After all, thermal energy is not something that PV panels provides. In fact, it is thermal energy that can reduce the efficiency of some PV panels. As AENews expert writes:
It may seem counter-intuitive, but solar panel efficiency is affected negatively by temperature increases. Photovoltaic modules are tested at a temperature of 25 degrees C (STC) – about 77 degrees F., and depending on their installed location, heat can reduce output efficiency by 10-25%. As the temperature of the solar panel increases, its output current increases exponentially, while the voltage output is reduced linearly. In fact, the voltage reduction is so predictable, that it can be used to accurately measure temperature.

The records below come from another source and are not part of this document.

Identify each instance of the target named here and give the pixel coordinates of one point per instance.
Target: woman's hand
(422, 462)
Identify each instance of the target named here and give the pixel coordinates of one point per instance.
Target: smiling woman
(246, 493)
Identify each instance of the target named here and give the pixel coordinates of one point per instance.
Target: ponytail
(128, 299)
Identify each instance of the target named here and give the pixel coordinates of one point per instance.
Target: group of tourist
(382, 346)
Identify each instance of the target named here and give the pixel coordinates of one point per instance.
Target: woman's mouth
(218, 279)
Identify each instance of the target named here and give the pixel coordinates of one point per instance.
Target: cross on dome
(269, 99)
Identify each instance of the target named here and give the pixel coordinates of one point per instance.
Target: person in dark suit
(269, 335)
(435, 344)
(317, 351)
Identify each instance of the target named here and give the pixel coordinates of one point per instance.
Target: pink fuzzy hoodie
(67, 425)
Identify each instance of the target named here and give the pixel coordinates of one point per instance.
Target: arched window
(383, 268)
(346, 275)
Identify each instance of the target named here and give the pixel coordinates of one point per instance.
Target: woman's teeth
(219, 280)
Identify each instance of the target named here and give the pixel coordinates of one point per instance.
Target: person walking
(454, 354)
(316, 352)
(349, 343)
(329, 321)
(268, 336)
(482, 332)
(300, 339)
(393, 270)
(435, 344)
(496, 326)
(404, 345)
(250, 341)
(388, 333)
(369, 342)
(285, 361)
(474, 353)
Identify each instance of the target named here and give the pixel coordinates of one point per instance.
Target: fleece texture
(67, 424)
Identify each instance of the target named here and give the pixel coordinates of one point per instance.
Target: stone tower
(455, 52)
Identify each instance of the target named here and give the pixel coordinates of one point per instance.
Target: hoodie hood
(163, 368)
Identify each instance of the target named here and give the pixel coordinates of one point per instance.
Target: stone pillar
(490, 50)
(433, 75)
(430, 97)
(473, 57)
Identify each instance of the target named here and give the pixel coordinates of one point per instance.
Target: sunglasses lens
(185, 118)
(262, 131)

The free movement of electrons in a conductor, which is part of the solar energy process is what panels do. If the Betaray can provide the best of both worlds, converting the electricity and thermal energy, it needs to be given a lot of attention.
Naturally, the fact that it is also reducing the silicon cell area by around 25% with identical power outputs is another plus for most enthusiasts and experts. The designer has also proven its success as a free-standing solar car powering station too!
The Beauty of Glass Sphere Betaray
We shouldn’t overlook the fact that it is also a visually stunning approach to solar energy. Not only does it look appealing as it has been designed – in its heavy steel frame – but Broessel has also crafted it to be easily integrated into walls and ceilings of buildings. It will be able to withstand years of exposure without any undue impact, and look fantastic at all times!
Fortunately, the Betaray is slated to become more than just the large array suitable for mounting in a home or building. It is also being reduced in size in order to work as a desktop charging device for cell phones, tablets and even laptops. Rather than glass lenses, the consumer models will rely on water-filled acrylic polymer lenses and will also be able to handle thermal energy generation in addition to solar energy generation.
Is there a downside to this technology? So far, the pundits and enthusiasts have only come up with one potential concern, and that is that the weight of the water-filled spheres may present construction challenges. Though mountable on almost any sort of angle and structure, it appears that the heaviness of the Betaray is the only point that has the market concerned. Be on the lookout for this amazing innovation in solar energy.